With a light sigh, you situate yourself in your office chair an hour early in order to beat the 9–5 crowd in an effort to avoid attention after yesterday’s meeting. You’re embarrassed but you’re not really sure what you could have done to avoid being the scapegoat for a failed sprint. Your computer chimes as you reach around and press the power button. You lay out your workspace while waiting patiently for your apps to load. Steam trickles from your coffee cup as you sip it, reviewing the sprint backlog for the day’s work.

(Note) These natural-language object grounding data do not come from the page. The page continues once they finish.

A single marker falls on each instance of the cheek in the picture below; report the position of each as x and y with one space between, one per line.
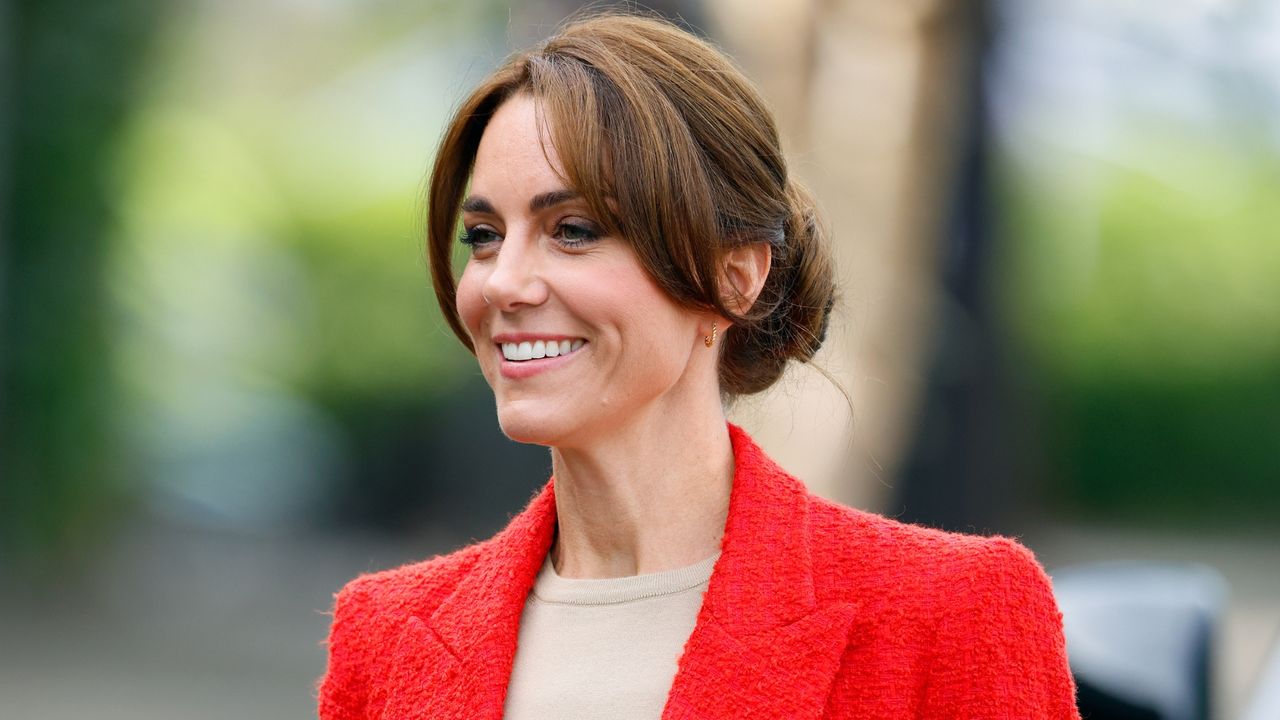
470 299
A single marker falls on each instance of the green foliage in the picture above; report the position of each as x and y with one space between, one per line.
1144 296
73 77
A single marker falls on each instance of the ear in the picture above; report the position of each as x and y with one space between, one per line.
743 273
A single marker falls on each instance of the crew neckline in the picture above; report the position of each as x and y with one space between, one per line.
554 589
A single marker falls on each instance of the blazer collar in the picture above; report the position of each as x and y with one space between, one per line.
762 645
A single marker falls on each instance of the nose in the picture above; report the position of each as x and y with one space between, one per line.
515 279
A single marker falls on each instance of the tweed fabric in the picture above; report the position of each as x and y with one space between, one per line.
813 611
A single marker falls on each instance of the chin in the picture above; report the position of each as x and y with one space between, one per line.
531 428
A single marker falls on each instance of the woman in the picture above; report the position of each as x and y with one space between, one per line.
638 254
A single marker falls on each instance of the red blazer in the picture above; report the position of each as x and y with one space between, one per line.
813 610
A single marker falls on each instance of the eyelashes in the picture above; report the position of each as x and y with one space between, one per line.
474 237
576 233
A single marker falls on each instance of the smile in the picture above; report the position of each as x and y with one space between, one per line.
536 350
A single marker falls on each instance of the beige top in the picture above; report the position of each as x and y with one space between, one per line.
603 647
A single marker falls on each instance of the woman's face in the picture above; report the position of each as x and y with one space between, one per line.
570 331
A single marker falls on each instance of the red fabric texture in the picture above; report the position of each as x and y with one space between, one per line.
813 610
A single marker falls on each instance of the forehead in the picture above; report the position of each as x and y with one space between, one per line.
516 154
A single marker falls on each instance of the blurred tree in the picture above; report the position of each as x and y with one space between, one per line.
68 76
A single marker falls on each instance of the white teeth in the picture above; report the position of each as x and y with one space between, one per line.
520 351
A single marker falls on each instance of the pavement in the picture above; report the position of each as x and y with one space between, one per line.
187 623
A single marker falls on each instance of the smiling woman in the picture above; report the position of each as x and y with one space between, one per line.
638 254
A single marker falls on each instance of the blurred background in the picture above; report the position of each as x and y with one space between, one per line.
224 387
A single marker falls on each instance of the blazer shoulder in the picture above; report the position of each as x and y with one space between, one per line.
411 588
368 615
901 563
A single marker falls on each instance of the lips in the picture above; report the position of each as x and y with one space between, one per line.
536 350
526 355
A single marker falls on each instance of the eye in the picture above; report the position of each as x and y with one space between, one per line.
478 237
576 233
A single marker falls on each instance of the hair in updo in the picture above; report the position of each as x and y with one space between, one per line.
673 150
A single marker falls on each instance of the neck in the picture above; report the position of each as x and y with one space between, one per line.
650 497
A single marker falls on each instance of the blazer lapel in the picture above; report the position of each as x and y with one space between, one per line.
456 662
762 646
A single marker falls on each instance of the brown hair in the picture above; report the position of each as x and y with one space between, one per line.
673 150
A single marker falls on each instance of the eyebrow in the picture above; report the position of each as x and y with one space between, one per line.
476 204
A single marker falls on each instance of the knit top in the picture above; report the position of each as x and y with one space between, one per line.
606 647
813 611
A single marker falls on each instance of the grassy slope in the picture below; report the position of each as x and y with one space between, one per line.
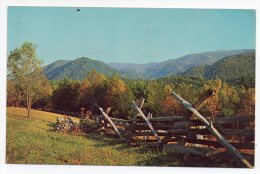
30 141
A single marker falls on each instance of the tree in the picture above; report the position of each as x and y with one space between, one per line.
65 97
247 104
25 69
212 104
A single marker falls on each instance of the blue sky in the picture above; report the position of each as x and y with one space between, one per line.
128 35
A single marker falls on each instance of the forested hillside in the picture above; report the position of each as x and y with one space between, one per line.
77 69
175 66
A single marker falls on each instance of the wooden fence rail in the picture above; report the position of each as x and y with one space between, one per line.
192 134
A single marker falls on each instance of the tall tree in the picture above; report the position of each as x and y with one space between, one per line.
65 97
26 70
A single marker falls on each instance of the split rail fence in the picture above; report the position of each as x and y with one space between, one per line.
188 134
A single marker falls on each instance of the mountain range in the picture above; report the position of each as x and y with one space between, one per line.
200 64
231 68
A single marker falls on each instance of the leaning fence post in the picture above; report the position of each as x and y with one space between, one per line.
111 122
213 130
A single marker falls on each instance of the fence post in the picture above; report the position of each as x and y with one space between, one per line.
213 130
147 121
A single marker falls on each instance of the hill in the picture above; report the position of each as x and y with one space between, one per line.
76 69
238 68
175 66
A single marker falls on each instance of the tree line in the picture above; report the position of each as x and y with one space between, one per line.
28 87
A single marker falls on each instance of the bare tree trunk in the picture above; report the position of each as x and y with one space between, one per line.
28 101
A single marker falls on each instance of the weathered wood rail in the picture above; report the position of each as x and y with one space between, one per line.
184 134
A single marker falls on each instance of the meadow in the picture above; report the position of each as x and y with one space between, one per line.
32 141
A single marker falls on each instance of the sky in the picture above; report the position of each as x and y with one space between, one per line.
133 35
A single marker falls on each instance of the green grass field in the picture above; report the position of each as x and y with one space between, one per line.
31 141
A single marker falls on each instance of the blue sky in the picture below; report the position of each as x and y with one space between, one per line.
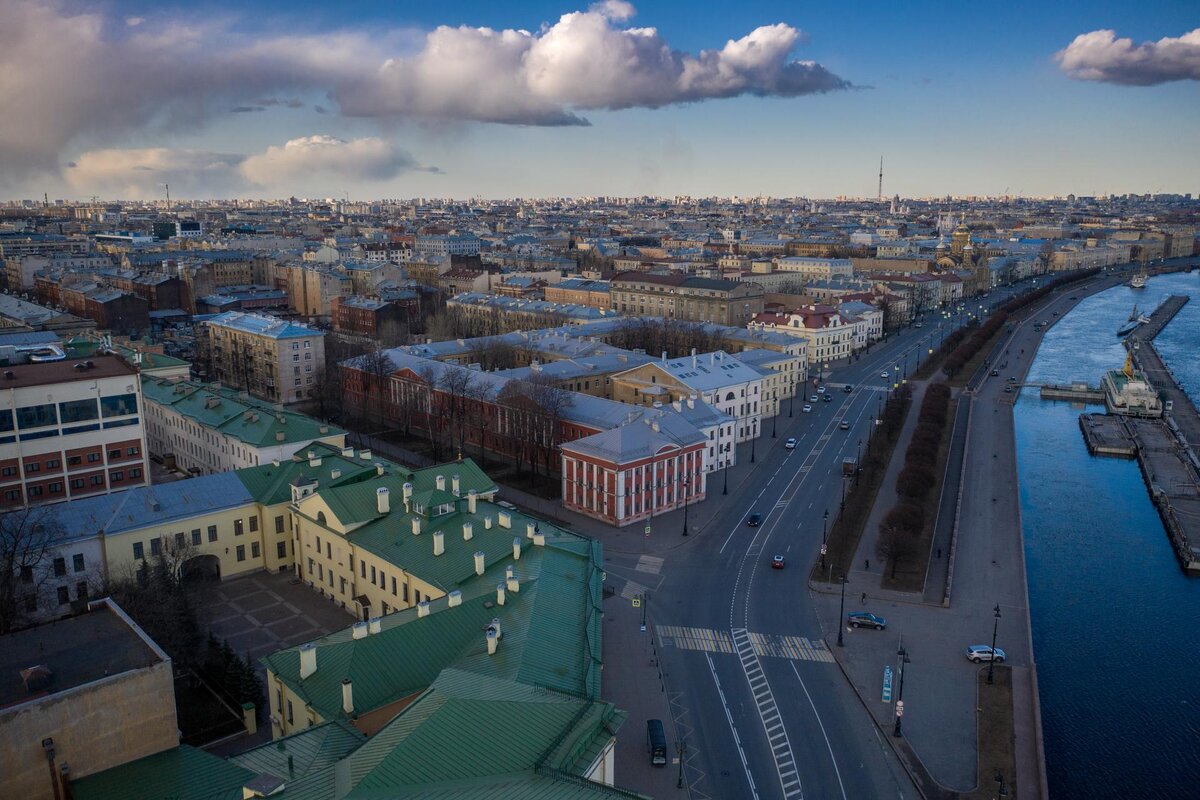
965 100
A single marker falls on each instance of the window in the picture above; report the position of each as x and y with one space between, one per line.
35 416
119 404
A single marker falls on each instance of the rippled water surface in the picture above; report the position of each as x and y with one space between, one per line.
1116 624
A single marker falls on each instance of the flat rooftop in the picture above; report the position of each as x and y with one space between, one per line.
60 372
77 650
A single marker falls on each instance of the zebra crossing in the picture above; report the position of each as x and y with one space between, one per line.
796 648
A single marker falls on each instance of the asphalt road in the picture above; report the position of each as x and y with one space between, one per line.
765 710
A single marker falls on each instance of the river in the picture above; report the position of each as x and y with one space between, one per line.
1116 624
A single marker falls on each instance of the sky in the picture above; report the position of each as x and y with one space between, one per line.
402 98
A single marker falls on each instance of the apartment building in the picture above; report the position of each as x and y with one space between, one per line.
269 358
70 429
203 429
685 298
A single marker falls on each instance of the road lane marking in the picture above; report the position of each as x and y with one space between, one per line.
829 746
729 719
769 716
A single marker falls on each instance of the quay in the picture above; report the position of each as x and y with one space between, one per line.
1107 435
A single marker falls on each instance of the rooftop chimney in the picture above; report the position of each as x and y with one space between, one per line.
307 660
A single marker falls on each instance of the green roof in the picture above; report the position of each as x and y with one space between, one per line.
180 774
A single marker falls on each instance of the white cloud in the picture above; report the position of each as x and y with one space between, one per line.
142 173
87 78
1102 56
359 160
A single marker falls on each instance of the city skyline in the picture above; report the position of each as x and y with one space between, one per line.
483 101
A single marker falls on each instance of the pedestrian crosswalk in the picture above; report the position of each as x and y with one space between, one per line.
796 648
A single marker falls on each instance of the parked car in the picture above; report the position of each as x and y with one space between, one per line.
977 653
865 619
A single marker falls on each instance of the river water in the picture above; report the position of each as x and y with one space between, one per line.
1116 624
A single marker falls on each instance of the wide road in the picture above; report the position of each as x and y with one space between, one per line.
765 709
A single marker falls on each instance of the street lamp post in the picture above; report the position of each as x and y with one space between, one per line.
995 625
904 660
841 613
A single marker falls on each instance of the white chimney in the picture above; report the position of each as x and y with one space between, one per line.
307 660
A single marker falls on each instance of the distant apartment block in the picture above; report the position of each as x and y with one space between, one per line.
70 428
269 358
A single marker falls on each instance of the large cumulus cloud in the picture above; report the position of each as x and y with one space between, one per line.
79 77
1102 56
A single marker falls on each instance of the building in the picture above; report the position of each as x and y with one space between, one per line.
69 429
269 358
685 298
203 429
81 696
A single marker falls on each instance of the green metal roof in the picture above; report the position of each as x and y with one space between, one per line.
180 774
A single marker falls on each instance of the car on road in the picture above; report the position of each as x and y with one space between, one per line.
867 619
977 653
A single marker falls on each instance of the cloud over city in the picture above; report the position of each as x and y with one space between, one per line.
1102 56
88 79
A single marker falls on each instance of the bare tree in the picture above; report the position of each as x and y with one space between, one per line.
28 539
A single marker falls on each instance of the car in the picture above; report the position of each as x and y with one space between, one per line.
977 653
867 619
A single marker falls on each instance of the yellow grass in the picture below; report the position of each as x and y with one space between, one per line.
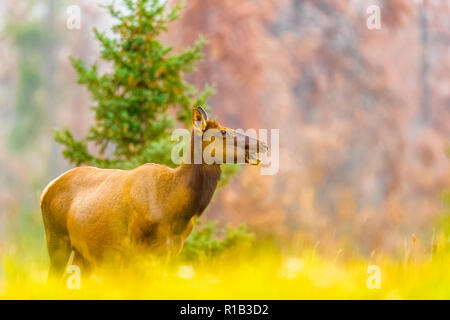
244 274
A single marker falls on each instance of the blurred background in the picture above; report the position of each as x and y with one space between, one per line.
364 115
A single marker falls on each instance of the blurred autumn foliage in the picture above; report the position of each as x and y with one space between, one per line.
364 115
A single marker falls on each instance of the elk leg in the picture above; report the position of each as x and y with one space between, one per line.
59 251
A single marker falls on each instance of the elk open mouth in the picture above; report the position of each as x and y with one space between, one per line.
253 159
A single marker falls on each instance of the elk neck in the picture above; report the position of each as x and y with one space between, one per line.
201 180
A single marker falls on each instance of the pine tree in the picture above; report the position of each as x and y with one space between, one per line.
142 97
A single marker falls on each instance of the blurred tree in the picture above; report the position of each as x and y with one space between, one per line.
137 101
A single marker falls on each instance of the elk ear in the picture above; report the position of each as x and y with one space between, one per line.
199 118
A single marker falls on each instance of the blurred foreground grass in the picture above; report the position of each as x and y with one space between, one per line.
255 271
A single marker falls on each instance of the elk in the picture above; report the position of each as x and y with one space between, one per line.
101 215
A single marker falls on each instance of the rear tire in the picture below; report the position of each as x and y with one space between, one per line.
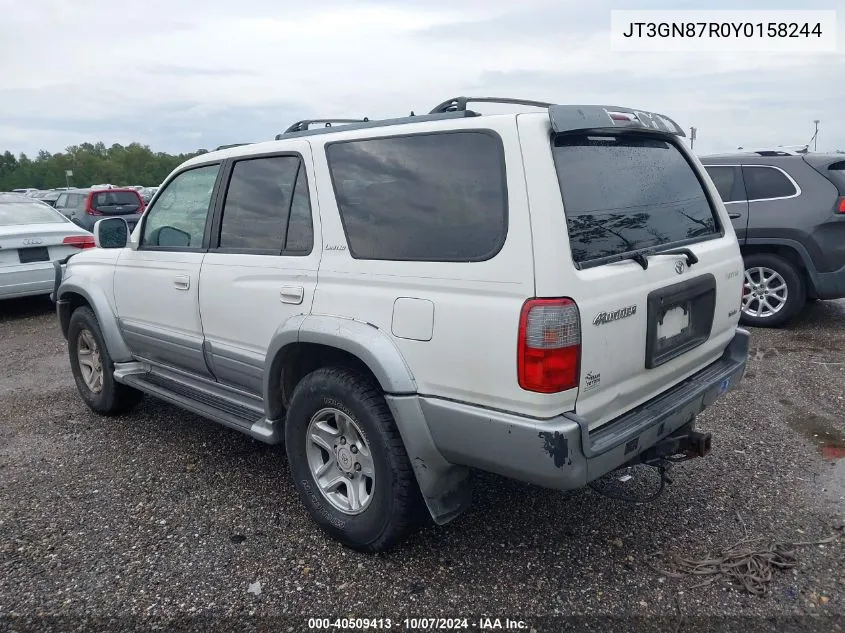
93 369
366 512
774 291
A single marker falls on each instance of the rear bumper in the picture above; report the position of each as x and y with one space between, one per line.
26 280
562 453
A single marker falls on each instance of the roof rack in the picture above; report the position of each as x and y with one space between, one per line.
459 104
217 149
301 126
787 150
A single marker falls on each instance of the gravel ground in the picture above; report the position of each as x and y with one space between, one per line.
159 515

After making a few subtasks you get to work on the next batch of wireframes.

You open the branded sticker sheet you created and start adding component blocks to a new artboard. The sounds of tired coworkers shuffling into the building fill the office and you can hear them from your desk. It’s a little distracting but you’re especially focused on your work.

An hour goes by.

‘Hey, do you have time for a quick chat?’ pops up on the right side of your screen pulling your stare away from the wireframes you’re working on.

It’s your boss. You know he wants to have a “private discussion to clear any roadblocks”. Something you’ve heard him parrot several times a month throughout the organization.

You push yourself out of your chair and begin the walk to his office.

You tap your knuckles lightly on his door jamb.

He pauses working on the spreadsheet he’s got up on his screen but doesn’t immediately turn to look at you.

“Yes?” He asks as if surprised you’re standing in his doorway even though he wanted to chat.

“You said you wanted to chat” You reply coyly.

“I do, come on in.” he says and gestures for you to take a seat.

You spend the next hour and a half discussing the failed sprint and ways to improve for the next release.